Based on the European Commission’s own report, the following six sets of figures point to the same conclusion: large-scale scanning does not effectively protect children:
· Since 2022, the number of suspected abuse cases reported from the U.S. has decreased by 50%;
· In 2024, large-scale scanning of private messages accounted for only 36% of all abuse reports, with most leads coming from public posts and cloud storage;
· Germany’s Federal Criminal Police Office (BKA) found that 48% of reports lack criminal relevance;
· In ongoing investigations, 40% of the subjects were minors themselves;
· About 99% of the reports generated by Meta are duplicate hits of “known material,” helping only limitedly to prevent abuse that is currently happening;
· The European Commission acknowledges that there is no evidence showing that indiscriminate scanning increases the number of convictions or saves any additional children.
According to reports, the transitional rules are only extended to 2028, and negotiations on the permanent “CSAM rules” (Chat Control 2.0) will restart in September 2026. The conditions the European Parliament set for the negotiations include: scan warrants must target genuine suspects (not indiscriminate scanning of the entire population); establish an EU child protection center to take down known material; and require communication software to adopt “Security-by-Design” standards.
Privacy advocate Alexander Hanff noted: “Chat Control was not created to protect children; it’s for large tech companies like Meta and Google to get our data, and for governments to expand large-scale surveillance.”
According to reports, the July 9 vote results were 314 votes against and 276 in favor—there were more votes against.

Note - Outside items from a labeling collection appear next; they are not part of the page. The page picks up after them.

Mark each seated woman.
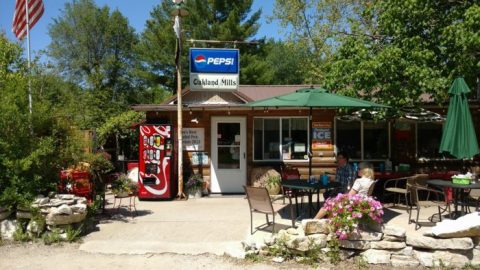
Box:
[315,167,375,219]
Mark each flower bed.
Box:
[324,193,383,240]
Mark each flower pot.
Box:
[188,189,202,199]
[266,184,280,195]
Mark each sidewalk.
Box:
[80,195,442,257]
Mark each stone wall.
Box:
[244,213,480,268]
[0,194,87,240]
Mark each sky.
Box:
[0,0,279,60]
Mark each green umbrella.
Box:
[440,78,480,159]
[245,87,389,177]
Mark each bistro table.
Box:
[282,179,340,227]
[427,179,480,216]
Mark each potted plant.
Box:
[265,175,282,195]
[112,174,134,197]
[185,174,204,198]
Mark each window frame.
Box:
[252,116,311,163]
[334,117,392,161]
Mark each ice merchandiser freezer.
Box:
[138,125,177,199]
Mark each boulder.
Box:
[302,219,330,235]
[347,231,383,241]
[0,210,12,221]
[413,250,470,268]
[390,254,420,268]
[57,204,73,215]
[0,219,17,240]
[361,249,390,264]
[407,235,473,250]
[338,240,370,250]
[370,241,407,249]
[46,213,87,225]
[432,212,480,238]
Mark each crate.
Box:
[452,176,470,185]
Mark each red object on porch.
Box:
[57,170,93,202]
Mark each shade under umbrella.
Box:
[245,88,388,108]
[245,87,389,177]
[440,78,480,159]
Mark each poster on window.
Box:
[312,122,333,150]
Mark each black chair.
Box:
[243,186,287,234]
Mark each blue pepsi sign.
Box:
[190,48,239,74]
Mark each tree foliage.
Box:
[274,0,480,107]
[137,0,282,90]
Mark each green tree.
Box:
[275,0,480,107]
[47,0,142,127]
[0,34,85,206]
[137,0,271,90]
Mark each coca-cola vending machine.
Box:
[138,125,177,199]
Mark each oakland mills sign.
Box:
[190,48,239,91]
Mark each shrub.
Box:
[324,193,383,240]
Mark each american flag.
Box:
[12,0,43,39]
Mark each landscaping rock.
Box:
[361,249,390,264]
[370,241,407,249]
[0,210,12,221]
[0,219,17,240]
[390,254,420,268]
[57,204,73,215]
[347,231,383,241]
[413,250,469,268]
[302,219,330,235]
[407,235,473,250]
[338,240,370,250]
[46,213,87,225]
[432,212,480,238]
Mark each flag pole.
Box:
[25,0,32,115]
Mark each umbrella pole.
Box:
[308,107,313,180]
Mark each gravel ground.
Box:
[0,242,422,270]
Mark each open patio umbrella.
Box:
[439,78,480,159]
[245,87,389,177]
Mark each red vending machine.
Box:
[138,125,177,199]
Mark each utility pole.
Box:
[172,0,188,199]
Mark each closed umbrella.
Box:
[245,87,389,177]
[439,78,480,159]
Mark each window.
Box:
[417,123,443,158]
[253,117,308,161]
[335,119,389,160]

However, under the rules of procedure, vetoing a law requires an absolute majority of 361 votes. The opposition fell only 47 votes short of the threshold, so the rules passed on procedural and technical grounds.
According to reports, the services included are: Instagram, Discord, Snapchat, Skype, and Xbox direct messages, as well as Gmail and iCloud email inboxes. Scanning does not require a court order or prior suspicion; end-to-end encrypted services like WhatsApp receive a symbolic exemption. The rules remain in effect until April 3, 2028.
According to the European Commission’s own report, the data show: 48% of reports lack criminal relevance, 40% of investigation subjects were minors themselves, and about 99% of reports from Meta are duplicate matches of known material; the Commission admits there is no evidence that indiscriminate scanning increases convictions or saves additional children.